Detection of fusion genes at the RNA level
Fusion genes often serve as molecular markers for tumorigenesis, and are of great significance for clinical diagnosis, drug therapy, and prognosis. They may be closely related to the occurrence and development of various cancers, and may also be potential drug targets. In the detection of tumor fusion genes, fusion breakpoints usually occur in long intronic regions.
There are several intractable problems in detecting fusion genes at the DNA level:
1. Probes need to cover lengthy intronic regions that contain a large number of repetitive sequences;
2. High GC content is unfavorable for probes to capture fragments of the target region;
3. The introns of different genes have similar repetitive sequences, a feature that hinders accurate sequence alignment and affects detection accuracy;
4. Complex transcriptional or post-transcriptional splicing processes may interfere with gene fusion.
Compared with the DNA level, fusion genes at the RNA level are manifested as junctions between exons of two adjacent genes, with relatively fixed fusion sites. This provides an excellent advantage for the precise design of probes.
Therefore, based on the sequence characteristics of fusion genes, detecting fusion genes at the RNA level is easier to achieve than at the DNA level.
iGeneTech has currently developed RNA-based capture products, including those for solid tumor fusions, hematological tumor fusions, and RNA exome sequencing, meeting diverse needs in different scenarios.
01 Differences between RNA capture and DNA capture
l Samples: RNA capture requires extracting total RNA from tissues, FFPE samples, and blood samples; for DNA samples, simply extracting DNA is sufficient.
l Library construction: For the extracted total RNA, RNA library construction kits are needed, and since the capture process will be performed subsequently, the procedure for rRNA regions is unnecessary; DNA samples use DNA library construction kits.
l Capture: The capture process is the same (in special scenarios such as pathogenic microorganism capture, it is recommended to add rRNA blocking reagents).
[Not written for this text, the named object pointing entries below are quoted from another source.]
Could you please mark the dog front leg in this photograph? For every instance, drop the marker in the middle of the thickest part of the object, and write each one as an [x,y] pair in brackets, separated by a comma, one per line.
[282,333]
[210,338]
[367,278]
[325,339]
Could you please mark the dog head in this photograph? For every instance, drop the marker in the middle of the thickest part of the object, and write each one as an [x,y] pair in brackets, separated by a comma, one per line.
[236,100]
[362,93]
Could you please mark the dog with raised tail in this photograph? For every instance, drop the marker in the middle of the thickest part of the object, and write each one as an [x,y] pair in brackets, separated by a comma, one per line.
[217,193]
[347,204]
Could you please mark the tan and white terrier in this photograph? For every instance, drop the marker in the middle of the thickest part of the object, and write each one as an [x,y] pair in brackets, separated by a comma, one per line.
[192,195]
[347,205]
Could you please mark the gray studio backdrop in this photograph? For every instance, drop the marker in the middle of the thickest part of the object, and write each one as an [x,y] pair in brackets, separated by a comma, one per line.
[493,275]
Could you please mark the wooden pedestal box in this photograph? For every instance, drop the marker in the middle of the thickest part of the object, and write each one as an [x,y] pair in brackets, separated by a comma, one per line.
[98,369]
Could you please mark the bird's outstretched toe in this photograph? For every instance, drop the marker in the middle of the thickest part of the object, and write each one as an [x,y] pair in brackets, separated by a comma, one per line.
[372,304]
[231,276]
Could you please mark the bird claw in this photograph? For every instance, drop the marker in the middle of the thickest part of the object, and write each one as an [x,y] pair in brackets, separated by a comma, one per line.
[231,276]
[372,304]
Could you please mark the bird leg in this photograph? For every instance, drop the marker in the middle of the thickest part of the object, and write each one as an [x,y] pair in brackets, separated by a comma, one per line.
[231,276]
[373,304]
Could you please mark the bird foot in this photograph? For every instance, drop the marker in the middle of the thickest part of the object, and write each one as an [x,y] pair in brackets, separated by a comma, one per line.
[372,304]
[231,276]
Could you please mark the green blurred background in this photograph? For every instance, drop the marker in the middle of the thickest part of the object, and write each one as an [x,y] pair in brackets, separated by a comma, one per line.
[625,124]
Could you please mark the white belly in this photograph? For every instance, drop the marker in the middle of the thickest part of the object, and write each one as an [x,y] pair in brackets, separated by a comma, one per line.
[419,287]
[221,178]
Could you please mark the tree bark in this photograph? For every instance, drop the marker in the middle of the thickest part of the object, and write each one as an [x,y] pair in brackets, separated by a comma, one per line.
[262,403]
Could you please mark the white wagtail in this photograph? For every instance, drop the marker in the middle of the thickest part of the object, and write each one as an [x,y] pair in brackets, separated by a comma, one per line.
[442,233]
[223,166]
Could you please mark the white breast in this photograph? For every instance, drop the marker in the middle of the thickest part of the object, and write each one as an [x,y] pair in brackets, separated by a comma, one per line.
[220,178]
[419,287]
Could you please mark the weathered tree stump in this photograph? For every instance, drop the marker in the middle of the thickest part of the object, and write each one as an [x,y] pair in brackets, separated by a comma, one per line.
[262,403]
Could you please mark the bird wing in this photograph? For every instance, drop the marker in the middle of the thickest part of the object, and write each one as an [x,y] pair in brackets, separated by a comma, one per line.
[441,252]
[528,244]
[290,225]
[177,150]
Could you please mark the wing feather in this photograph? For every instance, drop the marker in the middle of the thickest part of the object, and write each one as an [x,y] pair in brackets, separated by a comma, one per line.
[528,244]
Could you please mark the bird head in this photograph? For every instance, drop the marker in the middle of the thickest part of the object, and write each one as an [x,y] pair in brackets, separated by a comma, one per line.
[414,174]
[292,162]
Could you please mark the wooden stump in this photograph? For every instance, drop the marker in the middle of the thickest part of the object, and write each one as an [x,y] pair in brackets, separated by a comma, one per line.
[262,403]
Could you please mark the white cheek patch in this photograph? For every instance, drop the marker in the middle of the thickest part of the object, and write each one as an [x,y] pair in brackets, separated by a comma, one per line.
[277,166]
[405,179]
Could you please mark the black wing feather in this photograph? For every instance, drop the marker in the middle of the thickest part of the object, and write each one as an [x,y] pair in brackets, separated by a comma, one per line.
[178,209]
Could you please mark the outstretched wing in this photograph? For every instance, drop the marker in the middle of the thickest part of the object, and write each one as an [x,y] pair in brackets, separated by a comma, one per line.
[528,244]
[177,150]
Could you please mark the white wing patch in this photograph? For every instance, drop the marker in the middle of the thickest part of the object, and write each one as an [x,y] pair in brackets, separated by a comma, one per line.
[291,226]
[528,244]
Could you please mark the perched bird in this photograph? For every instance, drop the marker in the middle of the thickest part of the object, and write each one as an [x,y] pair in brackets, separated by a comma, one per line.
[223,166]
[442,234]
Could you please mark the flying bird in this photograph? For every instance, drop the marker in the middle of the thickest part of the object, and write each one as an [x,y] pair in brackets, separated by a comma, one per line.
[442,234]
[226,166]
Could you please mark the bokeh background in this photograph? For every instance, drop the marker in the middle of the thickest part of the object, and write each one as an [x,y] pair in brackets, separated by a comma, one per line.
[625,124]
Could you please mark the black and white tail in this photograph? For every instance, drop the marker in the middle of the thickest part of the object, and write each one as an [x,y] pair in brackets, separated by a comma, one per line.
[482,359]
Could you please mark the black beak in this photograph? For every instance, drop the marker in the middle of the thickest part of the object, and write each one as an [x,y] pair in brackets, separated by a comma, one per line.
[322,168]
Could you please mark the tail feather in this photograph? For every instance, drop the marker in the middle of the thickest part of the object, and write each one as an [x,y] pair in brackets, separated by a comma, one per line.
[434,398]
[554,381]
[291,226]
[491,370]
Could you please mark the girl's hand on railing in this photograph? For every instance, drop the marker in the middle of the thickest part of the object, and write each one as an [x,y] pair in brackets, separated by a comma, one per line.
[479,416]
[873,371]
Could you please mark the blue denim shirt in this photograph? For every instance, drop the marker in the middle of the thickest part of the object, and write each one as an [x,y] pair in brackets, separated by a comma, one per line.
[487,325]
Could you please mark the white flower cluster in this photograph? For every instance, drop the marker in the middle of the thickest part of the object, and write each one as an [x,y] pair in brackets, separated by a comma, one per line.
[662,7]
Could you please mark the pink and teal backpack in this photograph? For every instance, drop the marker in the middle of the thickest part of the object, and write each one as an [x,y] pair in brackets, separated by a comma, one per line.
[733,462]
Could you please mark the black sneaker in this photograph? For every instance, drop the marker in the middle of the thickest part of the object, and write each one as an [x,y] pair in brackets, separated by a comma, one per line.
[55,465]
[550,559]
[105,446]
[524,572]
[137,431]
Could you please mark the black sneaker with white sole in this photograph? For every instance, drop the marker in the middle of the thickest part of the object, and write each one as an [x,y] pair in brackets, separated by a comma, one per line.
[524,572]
l Application scenarios: The RNA level is mainly used for detecting gene fusions and gene expression, etc.; the DNA level is used for detecting variations such as SNV, InDel, CNV, Fusion, and SV.
02 iGeneTech's RNA capture design scheme
A. In probe design for detecting fusion genes at the RNA level, a 3× tiling design is first carried out based on all transcript sequences of the target genes. Meanwhile, while ensuring that each transcript achieves 3× tiling coverage, redundant probes that repeatedly cover the same segments are removed.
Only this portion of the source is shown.